The successor of Odin in Scandinavia was Gotama ; and Gautama was the successor of the last Buddha, Mahavira, 1 who as Gotama, or Gaudama, is still adored from the Straits of Malacca to the Caspian Sea.

" Other antiquaries," says Pinkerton, " assert another Odin, who was put as the supreme deity one thousand years before Christ" [65].

Mallet admits two Odins, but Mr. Pinkerton wishes he had abided by that of Torfaeus, in 500 A.C.

It is a singular fact that the periods of both the Scandinavian Odins should assimilate with the twenty-second Buddha [Jain Tirthakara], Neminath, and twenty-fourth and last, Mahavira ; the first the contemporary of Krishna, about 1000 or 1100 years, the last 533, before Christ. The Asii, Getae, etc., of Europe worshipped Mercury as founder of their line, as did the Eastern Asi, Takshaks, and Getae. The Chinese and Tatar historians also say Buddha, or Fo, appeared 1027 years before Christ. " The Yuchi, established in Bactria and along the Jihun, eventually bore the name of Jeta or Yetan, 2 that is to say, Getae. Their empire subsisted a long time in this part of Asia, and extended even into India. These are the people whom the Greeks knew under the name of Indo-Scythes. Their manners are the same as those of the Turks . 3 Revolutions occurred in the very heart of the East, whose consequences were felt afar." 4

The period allowed by all these authorities for the migration of these Scythic hordes into Europe is also that for their entry into India.
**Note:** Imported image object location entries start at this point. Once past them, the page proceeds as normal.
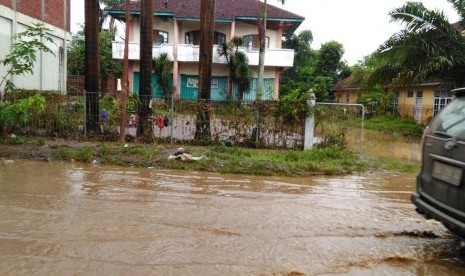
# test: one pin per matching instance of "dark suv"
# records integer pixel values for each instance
(440, 191)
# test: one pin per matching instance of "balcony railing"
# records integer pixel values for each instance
(190, 53)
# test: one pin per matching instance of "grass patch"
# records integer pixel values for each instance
(83, 155)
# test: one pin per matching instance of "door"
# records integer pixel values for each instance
(418, 106)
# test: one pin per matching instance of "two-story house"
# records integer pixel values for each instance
(49, 72)
(177, 33)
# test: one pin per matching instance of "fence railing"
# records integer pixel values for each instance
(230, 122)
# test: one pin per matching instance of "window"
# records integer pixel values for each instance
(159, 37)
(395, 101)
(441, 99)
(193, 37)
(252, 41)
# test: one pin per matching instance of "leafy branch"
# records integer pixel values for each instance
(22, 57)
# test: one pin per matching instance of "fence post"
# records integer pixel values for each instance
(310, 124)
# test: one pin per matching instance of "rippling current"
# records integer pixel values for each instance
(74, 219)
The sixth century is that calculated for the Takshak from Sheshnagdesa ; and it is on this event and reign that the Puranas declare, that from this period " no prince of pure blood would be


1 The great [maha) warrior [vir). [Buddha lived 567-487 b.c. : Mahavira, founder of Jainism, died about 527 B.C.]
2 Yeutland was the name given to the whole Cimbric Chersonese, or Jutland (Pinkerton, On the Goths).
3 Turk, Turushka, Takshak, or ' Taunak, fils de Tnrc ' (Abulghazi, History of the Tatars).
4 Histoire des Huns, vol. i. p. 42.


[p. 79]:

found, but that the Sudra, the Turushka, and the Yavan, would prevail."

All these Indo-Scythic invaders held the religion of Buddha : and hence the conformity of manners and mythology between the Scandinavian or German tribes and the Rajputs increased by comparing their martial poetry.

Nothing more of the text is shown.